Hundreds of people were arrested last year under India’s Colonial era anti-gay law.

Homosexuality is illegal in India under freshly-reinstated Section 377 of the penal code, originally based on outdated British law.

The century-old law was brought back into effect by India’s Supreme Court in 2013, outlawing “carnal intercourse against the order of nature”.

The Times of India reported this week that arrests under the law had surged since its reinstatement, based on data from the  National Crime Records Bureau.

There were 1,491 arrests in 2015 under Section 377.

Nearly all of those arrested were men, though 207 minors and 16 women among those arrested under the law.

Due to the vague nature of the law and lack of accurate data, it is often hard to distinguish between people charged over consenting and non-consenting sexual acts.

Prime Minister Narendra Modi’s Hindu nationalist Bharatiya Janata Party MPs have consistently resisted bids to repeal the law, and in March a private members bill on the issue was voted down by a vote of 58 to 14.
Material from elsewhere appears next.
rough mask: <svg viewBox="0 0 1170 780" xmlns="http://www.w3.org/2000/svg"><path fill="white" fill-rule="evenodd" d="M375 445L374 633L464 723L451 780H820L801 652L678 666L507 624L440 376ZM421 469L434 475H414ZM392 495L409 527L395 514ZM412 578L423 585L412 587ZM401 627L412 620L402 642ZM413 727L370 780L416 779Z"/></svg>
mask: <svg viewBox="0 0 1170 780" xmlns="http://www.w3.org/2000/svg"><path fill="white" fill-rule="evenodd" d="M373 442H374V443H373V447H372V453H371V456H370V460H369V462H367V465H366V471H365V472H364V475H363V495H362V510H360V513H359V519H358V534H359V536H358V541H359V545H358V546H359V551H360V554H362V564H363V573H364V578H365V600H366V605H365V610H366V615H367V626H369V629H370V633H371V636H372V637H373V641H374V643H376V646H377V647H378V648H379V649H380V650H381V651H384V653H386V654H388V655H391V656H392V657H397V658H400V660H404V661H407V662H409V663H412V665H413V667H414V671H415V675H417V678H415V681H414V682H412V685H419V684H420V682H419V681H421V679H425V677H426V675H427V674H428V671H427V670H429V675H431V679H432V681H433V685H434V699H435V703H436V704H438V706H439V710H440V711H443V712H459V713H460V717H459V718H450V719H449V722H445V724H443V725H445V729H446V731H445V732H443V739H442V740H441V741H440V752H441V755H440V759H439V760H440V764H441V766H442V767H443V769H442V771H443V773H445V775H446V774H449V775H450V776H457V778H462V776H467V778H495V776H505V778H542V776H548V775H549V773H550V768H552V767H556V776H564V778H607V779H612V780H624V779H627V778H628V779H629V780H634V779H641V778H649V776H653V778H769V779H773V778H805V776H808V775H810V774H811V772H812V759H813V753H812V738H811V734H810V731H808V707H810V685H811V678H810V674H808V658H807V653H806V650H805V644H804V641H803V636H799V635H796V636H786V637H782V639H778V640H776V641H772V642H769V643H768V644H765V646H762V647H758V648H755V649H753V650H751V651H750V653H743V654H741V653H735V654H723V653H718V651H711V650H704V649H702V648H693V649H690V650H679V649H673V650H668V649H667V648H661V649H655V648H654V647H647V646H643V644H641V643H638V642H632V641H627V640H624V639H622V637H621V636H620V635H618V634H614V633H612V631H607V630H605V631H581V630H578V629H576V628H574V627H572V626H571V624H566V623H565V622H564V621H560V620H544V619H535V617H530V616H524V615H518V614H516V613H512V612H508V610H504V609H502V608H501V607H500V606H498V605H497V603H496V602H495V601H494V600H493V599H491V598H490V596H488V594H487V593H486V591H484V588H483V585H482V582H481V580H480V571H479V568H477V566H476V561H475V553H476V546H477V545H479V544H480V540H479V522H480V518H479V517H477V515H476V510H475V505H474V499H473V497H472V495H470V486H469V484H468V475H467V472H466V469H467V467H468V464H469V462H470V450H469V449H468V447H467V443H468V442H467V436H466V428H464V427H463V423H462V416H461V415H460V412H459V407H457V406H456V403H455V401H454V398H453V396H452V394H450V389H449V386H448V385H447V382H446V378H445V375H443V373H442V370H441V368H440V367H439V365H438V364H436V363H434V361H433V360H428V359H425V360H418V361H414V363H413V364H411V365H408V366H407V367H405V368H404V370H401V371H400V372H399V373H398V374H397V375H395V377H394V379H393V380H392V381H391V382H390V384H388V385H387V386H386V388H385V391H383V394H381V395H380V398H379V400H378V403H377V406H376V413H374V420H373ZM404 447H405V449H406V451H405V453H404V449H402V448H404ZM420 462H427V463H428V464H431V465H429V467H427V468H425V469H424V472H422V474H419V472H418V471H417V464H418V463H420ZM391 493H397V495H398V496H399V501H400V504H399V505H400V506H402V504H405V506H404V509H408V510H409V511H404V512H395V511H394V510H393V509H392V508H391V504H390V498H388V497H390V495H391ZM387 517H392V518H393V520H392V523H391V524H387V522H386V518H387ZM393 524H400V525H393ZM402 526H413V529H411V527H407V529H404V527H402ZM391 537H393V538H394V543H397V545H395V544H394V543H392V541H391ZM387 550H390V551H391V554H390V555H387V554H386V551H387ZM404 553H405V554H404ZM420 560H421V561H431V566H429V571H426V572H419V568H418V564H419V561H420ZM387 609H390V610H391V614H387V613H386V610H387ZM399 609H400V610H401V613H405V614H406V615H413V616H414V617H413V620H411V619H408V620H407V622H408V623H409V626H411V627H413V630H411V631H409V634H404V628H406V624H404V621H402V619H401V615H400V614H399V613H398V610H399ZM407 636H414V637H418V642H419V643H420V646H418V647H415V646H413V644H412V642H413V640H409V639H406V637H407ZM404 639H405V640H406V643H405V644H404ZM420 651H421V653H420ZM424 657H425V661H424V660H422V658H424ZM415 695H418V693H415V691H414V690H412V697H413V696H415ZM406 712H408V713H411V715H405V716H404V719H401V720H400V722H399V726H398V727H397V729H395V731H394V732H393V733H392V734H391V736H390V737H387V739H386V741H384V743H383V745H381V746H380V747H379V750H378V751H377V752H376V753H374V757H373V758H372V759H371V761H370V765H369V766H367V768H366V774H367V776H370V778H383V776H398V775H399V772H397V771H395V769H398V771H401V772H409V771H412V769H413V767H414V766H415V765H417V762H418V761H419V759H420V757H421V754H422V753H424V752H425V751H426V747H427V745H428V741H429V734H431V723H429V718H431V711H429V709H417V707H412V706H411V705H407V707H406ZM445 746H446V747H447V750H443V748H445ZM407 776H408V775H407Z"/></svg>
Home Secretary Rajnath Singh insisted previously: “We support Section 377 (the law) because we believe that homosexuality is (an) unnatural act that cannot be supported.”

A number of countries have pressured India to overturn its ban on gay sex and respect human rights regardless of sexual orientation.

Earlier this year, during a visit to the country, Sir Ian McKellen said: “We changed [our laws] long back in England, but you are holding on to it to protect yourselves from western culture.”

Sir Ian also told the Mumbai Mirror that “India needs to grow up”.

Currently, violation of the law can result in a prison sentence of up to 10 years.